From personal experiences and that of close associates, I have realised that most times, the manner of approach, nature of request, and history of the individual concerned could stand in the way of obtaining help from people. I will do my best to explain these below.
- Some people that ask for assistance don’t really know what they wanted. This may sound outrageous but it is true. I know a lot of people can testify to this as well. A good example is when a director of an MDA visited his home town and his relatives asked him to help them find something doing. When he asked people like this exactly what they wanted, some of them gave answers like, “I don’t know”, “Anything will be ok for me”, “Just find something for me in your office or city”, and so on. The usual response from him on cases like this, if he even responds at all, is “when you know what you want to do, send message across to me,” and that ends it there. This is how most people lost opportunities of getting help. As for this director in question, his village people still complain that he helps no one.
- Some people request for things the benefactor cannot afford or grant. The problem with people that make this kind of request is that they feel so entitled and deem it their right to be provided with their demand. For example, if this same director mentioned above was asked for the sum of two million naira by a close relative, how sure are we that he could provide that amount of money? Another good example here is when someone who isn’t qualified for a position in a company asks for a referral from a close relative who works there, or when an applicant expects automatic employment in a company because his connection works there as a senior officer.

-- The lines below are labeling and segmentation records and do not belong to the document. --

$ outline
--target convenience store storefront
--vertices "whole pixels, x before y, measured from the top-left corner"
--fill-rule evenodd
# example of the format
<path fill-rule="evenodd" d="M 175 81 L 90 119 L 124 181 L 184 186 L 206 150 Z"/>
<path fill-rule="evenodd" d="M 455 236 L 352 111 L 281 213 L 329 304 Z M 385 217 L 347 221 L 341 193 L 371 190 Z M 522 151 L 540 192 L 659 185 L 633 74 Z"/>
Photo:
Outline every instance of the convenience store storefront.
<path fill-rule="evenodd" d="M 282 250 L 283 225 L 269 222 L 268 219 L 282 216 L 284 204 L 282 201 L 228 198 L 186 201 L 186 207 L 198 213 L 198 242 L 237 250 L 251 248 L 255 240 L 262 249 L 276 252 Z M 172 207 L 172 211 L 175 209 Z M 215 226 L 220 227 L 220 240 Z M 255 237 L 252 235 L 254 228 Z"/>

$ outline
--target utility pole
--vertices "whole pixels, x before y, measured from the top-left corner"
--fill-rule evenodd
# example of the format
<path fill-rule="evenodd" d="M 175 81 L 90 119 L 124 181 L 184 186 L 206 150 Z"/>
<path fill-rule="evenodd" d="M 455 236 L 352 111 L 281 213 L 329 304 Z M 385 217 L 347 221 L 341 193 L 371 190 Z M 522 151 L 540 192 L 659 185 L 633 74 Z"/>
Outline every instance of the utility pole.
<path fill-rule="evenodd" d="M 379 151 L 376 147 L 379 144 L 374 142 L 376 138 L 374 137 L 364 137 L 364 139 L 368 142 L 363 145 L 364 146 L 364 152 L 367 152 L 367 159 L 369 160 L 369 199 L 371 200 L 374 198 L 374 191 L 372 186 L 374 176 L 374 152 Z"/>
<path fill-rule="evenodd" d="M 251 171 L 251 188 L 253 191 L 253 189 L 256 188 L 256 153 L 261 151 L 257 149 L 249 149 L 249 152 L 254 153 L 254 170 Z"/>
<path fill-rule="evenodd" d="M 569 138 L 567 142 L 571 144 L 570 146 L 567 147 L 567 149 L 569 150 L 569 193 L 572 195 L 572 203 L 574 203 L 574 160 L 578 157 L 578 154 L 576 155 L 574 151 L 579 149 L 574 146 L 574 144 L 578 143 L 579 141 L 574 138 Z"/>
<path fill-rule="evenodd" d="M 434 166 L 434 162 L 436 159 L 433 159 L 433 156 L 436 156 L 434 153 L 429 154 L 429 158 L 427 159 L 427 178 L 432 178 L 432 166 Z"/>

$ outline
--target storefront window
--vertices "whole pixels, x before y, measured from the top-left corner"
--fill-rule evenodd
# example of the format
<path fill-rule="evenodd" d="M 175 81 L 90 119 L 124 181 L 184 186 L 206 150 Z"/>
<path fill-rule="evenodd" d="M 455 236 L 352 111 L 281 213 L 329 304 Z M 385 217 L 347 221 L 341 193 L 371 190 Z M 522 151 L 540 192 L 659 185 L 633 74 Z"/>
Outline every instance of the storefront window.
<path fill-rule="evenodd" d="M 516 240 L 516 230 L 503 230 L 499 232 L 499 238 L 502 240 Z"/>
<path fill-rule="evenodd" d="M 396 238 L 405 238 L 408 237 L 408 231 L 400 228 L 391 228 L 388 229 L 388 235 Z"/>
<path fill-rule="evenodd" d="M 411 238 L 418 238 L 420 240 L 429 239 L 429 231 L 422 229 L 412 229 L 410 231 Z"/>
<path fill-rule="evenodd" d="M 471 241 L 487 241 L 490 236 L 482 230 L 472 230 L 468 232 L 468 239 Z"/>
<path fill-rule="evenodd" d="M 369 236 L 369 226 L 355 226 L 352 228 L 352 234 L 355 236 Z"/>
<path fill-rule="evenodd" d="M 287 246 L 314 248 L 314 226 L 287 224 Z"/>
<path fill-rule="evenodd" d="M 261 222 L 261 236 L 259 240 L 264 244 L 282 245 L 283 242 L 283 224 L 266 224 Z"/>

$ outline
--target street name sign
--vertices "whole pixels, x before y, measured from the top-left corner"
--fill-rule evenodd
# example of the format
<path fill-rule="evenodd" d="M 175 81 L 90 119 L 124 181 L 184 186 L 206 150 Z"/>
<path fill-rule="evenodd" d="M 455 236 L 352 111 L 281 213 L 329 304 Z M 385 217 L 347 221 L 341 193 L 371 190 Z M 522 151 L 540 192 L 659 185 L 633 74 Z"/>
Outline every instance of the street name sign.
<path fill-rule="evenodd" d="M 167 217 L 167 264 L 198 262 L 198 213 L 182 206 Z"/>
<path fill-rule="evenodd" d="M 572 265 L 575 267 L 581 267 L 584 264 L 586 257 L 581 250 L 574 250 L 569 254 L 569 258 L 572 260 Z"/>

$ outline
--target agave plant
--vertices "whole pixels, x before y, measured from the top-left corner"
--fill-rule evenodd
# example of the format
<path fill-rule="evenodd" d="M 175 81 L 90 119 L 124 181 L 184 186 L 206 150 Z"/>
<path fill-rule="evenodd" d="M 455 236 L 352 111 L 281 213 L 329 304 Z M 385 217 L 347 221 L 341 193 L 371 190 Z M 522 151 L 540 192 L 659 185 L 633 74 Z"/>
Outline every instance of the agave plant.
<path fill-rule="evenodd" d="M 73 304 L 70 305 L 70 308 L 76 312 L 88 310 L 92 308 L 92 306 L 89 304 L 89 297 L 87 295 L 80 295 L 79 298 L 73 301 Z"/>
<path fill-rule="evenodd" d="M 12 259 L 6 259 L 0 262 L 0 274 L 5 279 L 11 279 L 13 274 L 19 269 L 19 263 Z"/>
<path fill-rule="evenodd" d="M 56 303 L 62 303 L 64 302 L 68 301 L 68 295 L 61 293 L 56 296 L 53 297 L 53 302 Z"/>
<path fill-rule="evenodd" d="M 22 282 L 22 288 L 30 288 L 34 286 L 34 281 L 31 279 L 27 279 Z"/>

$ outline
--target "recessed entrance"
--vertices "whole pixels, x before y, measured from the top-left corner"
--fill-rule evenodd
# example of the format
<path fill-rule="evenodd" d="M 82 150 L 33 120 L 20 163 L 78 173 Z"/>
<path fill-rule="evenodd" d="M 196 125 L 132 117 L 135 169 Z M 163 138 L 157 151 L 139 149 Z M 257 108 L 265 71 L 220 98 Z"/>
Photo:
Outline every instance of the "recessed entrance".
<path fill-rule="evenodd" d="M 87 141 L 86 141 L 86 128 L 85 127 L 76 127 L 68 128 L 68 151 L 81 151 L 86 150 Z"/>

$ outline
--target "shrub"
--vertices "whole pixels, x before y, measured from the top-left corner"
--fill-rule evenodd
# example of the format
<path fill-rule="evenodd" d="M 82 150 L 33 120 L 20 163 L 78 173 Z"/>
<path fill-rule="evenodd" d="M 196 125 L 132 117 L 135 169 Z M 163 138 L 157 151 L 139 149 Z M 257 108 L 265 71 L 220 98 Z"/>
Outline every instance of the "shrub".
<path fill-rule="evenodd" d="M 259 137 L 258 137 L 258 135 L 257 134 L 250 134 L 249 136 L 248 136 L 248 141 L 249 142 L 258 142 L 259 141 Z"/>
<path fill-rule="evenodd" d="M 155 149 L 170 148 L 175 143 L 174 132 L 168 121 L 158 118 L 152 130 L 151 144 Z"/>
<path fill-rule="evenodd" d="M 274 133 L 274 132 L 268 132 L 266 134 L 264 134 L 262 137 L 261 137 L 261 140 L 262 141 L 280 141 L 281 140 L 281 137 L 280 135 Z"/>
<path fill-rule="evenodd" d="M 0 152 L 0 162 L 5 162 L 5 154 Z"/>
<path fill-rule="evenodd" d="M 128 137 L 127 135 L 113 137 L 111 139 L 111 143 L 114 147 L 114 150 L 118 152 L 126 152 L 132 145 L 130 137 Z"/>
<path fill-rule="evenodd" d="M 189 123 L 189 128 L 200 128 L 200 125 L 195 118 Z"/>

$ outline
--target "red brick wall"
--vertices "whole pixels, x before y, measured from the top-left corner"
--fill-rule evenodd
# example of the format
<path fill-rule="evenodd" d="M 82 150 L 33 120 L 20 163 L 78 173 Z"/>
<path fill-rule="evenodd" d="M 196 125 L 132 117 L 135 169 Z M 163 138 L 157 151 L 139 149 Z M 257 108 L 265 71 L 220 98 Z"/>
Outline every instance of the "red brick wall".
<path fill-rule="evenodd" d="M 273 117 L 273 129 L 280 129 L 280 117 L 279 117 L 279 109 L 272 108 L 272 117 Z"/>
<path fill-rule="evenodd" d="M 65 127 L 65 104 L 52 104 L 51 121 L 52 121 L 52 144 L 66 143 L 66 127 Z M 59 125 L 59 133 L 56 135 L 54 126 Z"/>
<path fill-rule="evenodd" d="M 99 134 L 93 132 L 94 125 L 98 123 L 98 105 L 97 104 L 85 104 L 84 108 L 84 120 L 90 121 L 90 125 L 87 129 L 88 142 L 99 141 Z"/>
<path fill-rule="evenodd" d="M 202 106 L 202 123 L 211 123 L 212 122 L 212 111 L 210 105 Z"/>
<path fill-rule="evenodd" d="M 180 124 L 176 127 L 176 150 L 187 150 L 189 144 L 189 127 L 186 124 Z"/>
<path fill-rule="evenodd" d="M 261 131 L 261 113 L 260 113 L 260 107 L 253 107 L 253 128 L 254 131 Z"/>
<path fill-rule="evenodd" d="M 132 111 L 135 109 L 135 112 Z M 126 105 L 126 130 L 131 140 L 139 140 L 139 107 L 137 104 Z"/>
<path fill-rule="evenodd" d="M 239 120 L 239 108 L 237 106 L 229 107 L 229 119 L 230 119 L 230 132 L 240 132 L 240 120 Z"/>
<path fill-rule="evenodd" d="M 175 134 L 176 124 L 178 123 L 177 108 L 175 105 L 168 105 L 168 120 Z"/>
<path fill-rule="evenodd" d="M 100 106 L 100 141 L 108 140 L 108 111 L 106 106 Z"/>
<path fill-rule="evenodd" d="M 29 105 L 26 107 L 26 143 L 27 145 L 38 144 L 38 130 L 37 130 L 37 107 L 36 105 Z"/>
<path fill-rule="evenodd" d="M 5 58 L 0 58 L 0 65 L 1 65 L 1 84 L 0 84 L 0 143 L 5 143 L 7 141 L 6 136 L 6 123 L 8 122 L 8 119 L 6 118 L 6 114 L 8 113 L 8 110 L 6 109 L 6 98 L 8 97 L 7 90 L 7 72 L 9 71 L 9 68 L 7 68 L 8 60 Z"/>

- Some people request for assistance over failed projects. A lot of benefactors are sceptical about sponsoring projects and businesses that had flopped earlier. I know it’s not unusual to fail several times before attaining success, but is it easy to sponsor someone on a project he has failed several times? Wouldn’t your first suggestion be that he tries something else?
- Some people only want to collect without giving back. What I mean here is that there are people that want money, jobs or other things to be easily handed over them but wouldn’t want to be of help in any way to their benefactors. For instance, there’s this young man that is good in block moulding. He went to someone to seek for assistance in starting up a block industry. The man he met told him he has an interest in the business but lacks the technical know-how. He agreed to sponsor the business by providing start-up capital but on the condition of being a partner. I don’t know the terms of the partnership but the young man turned down the offer because, as he said to me, the “old man” wants to use him to set up a business.
But the major reason for dropping this piece is that people that ask for assistance need to bear certain things in mind as they do so. Some of these include:
- A lot of benefactors want to invest in people and not just dash out money. I know people will talk about charity, but let us also remember that the essence of lifting people up is for them to lift others too. People give to those they know that will utilise it well and account for it properly. So, if you have a bad reputation for mismanagement, don’t expect positive responses for your requests.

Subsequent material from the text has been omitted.